Consider a mathematical sample $X_1, X_2,...X_n$ where $X_1 \sim \mathbb{P}_\lambda, \lambda \in \Theta$. For $ r>0$ and let $\psi_r: \mathbb{R} \rightarrow\mathbb{R}$ with $$ \psi(x)= \begin{cases} r, \,x<-r\\ x, \,|x|\leq r\\ r, \,x>r \end{cases} $$ Let $M_r$ be the set of zeros of the function $$ \Psi_r:\mathbb{R} \rightarrow\mathbb{R}, y \mapsto \Psi_r(y):= \frac{1}{n} \sum_{k=1}^n \psi_r(X_k - y), \, y \in \mathbb{R} $$ Define the random variable $\hat{m}_r = \inf M_r$
Now regarding the median - how do I show that $\hat{m}_r$ converges almost surely to a median of $X_1,...,X_n$ as $r \rightarrow 0$(as $r \rightarrow \infty$)?

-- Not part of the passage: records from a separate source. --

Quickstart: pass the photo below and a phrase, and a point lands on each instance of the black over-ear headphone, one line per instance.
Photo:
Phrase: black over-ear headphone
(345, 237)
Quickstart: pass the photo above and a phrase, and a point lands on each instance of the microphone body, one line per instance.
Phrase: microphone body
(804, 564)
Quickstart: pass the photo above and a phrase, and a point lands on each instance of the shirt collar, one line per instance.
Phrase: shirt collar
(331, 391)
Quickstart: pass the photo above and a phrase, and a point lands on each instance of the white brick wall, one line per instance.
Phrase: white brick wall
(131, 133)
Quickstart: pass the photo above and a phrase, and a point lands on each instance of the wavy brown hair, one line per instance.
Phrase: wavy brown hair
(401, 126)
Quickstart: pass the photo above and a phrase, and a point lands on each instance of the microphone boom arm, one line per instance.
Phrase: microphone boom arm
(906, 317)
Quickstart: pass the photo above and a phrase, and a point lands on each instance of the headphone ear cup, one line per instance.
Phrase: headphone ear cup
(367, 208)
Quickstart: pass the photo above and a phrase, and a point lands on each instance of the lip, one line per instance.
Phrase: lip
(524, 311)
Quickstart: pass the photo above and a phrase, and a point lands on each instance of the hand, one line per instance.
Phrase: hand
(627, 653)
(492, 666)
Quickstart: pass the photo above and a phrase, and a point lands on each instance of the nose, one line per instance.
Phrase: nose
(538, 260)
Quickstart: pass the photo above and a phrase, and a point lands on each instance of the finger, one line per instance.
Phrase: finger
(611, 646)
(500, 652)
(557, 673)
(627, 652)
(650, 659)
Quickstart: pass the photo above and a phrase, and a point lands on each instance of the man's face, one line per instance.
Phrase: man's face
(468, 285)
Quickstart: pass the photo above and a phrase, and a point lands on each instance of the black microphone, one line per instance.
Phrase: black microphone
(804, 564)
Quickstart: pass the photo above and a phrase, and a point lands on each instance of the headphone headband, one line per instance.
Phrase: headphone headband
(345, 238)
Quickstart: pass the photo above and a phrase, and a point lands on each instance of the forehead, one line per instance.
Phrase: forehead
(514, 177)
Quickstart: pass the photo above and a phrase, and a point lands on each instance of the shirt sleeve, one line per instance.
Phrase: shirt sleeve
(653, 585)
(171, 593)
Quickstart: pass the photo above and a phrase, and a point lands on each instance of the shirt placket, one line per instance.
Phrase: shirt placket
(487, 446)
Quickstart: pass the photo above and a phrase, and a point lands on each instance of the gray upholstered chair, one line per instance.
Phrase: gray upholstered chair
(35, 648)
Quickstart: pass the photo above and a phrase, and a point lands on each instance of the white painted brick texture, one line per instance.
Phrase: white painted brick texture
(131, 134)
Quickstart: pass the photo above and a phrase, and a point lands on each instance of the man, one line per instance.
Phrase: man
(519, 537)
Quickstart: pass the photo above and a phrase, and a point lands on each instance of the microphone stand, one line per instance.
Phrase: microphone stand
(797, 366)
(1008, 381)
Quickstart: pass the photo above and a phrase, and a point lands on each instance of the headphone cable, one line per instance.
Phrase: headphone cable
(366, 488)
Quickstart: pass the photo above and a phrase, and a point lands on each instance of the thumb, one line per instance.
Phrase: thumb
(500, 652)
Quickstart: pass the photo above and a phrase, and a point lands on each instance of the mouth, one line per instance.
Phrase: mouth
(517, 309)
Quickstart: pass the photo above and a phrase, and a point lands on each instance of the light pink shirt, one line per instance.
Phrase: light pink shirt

I would very much appreciate your help!
This is not a solution but some thoughts I have had, this is a real interesting problem by the way. First that $\psi_r(x) \geq 0$ for all $x$ and $\psi_i(x) = 0$ iff $x=0$. For each sample $\omega \in \Omega$ then $$\Psi_r(y,\omega) =\frac{1}{n} \sum_{k=1}^n\psi_r(X_k(\omega)-y)$$ By positivity of the $\psi_r$, we can only have $\Psi_r(y,\omega) = 0$ iff $\psi_r(X_k(\omega)-y) = 0$ for all $k$ which occurs iff $X_k(\omega)=y$ for all $k$. This shows that $$M_r(\omega)=\{y: X_k=y\,\,\,\text{for all $k$}\} $$ The second thing I noticed is that $|\Psi_r(y,\omega)|\leq \frac{r}{n}$ and so $\Psi_r\to 0$ uniformly. The third thing is that unless there is a typo, I am not sure that it is true that $\mathbb{P}(M_r =\emptyset)\not=0$, as a consequence we could have a set of positive measure where $\hat{m}_r$ is not defined. Not sure how helpful these are, but good luck!